Sailing Alone around the World was the only book of all the maritime literature I read that involved navigating the Straits of Magellan. In all the other ones the ships sailed around Cape Horn. Richard Henry Dana almost went back to Boston via the Straits, but the squalls—or williwaws, as Captain Slocum calls them—are too bad.
The Straits seem much more easily navigated by a little sloop, even with just one man for a crew, than by a full-rigged ship. Slocum has to make his way slowly, and amazingly he sails out into the Pacific only to be turned around by a gale and actually driven back into another part of the Straits, farther south. He’s forced to double back to the east before heading out west again and successfully reaching the open ocean.
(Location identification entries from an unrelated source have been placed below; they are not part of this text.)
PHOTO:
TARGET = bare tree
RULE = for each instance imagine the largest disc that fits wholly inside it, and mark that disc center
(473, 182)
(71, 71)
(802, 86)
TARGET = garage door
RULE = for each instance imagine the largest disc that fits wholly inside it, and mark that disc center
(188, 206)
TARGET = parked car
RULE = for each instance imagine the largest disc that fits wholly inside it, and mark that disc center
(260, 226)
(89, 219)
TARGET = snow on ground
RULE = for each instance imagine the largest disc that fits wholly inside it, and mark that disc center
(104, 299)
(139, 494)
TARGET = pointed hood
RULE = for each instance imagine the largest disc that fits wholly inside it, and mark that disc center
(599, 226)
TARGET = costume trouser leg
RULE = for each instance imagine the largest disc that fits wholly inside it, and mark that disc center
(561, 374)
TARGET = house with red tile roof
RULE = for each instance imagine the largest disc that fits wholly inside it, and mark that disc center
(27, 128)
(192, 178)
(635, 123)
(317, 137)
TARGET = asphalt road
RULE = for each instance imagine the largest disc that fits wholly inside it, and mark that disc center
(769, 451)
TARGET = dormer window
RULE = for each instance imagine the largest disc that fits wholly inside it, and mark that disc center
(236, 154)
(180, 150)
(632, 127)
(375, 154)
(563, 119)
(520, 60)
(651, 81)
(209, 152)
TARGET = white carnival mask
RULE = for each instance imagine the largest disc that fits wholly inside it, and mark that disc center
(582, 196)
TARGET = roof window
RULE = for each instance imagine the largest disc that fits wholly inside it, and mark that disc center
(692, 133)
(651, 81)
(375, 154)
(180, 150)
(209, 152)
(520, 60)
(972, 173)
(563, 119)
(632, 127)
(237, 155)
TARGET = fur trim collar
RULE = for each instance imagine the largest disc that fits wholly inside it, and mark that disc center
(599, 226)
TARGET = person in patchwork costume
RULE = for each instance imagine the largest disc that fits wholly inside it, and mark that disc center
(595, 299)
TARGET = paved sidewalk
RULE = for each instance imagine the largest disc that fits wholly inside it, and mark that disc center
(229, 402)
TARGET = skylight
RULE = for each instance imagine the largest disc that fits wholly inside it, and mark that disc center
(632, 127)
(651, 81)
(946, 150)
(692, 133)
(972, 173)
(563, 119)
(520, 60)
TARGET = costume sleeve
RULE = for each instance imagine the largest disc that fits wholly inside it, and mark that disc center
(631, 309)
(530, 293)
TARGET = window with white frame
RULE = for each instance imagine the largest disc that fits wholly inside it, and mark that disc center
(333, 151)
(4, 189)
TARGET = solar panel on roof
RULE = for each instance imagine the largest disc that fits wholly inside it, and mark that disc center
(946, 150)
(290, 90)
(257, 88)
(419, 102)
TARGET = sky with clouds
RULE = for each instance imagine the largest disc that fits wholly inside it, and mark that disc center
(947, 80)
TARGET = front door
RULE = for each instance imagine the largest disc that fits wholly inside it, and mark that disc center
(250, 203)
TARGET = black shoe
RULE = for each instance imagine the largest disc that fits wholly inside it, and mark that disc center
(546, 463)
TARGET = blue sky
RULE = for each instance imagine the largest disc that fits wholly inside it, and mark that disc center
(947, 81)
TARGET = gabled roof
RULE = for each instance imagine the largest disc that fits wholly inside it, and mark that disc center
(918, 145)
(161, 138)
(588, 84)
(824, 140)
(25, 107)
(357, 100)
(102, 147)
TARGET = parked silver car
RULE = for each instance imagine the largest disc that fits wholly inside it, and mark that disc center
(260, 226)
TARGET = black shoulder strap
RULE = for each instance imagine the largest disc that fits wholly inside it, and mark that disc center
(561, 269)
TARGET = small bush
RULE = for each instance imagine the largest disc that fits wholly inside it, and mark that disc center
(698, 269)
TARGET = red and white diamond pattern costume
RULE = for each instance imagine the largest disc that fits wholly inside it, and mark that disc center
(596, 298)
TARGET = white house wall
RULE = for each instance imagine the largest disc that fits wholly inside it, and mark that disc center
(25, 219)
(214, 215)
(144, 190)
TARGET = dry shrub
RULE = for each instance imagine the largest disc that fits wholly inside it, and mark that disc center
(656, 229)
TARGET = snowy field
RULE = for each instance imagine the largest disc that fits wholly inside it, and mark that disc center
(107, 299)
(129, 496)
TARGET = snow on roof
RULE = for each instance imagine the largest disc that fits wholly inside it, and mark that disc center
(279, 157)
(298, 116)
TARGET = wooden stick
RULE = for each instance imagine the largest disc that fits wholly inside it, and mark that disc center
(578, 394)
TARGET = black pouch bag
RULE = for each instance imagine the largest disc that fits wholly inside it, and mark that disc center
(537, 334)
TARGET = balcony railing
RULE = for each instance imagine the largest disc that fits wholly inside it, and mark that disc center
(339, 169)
The williwaws make the Straits dangerous, but they aren’t the only thing. The Fuegians were apparently known for raiding ships, even for successfully doing away with entire crews. Slocum is advised to be extremely careful and given a sack of carpet tacks.
I protested that I had no use for carpet-tacks on board. Samblich smiled at my want of experience, and maintained stoutly that I would have use for them. “You must use them with discretion,” he said; “that is to say, don’t step on them yourself.”
One of his encounters with the Fuegians really does consist in their boarding at night and stepping on the carpet tacks, an especially valuable security alarm considering Slocum is alone. But he also ends up trading with them, for tallow. “Yammerschooner” is the word they shout when approaching in a canoe, indicating they wish to trade (or beg).
Fuegians have mostly disappeared now, and they are a people I wish I knew more about. Two isolated languages, along with another related to languages spoken on the Patagonian mainland, were the principle ones spoken on the Grande Isla. Only one remains. And just over 100 years ago they were harrying shipping in their canoes.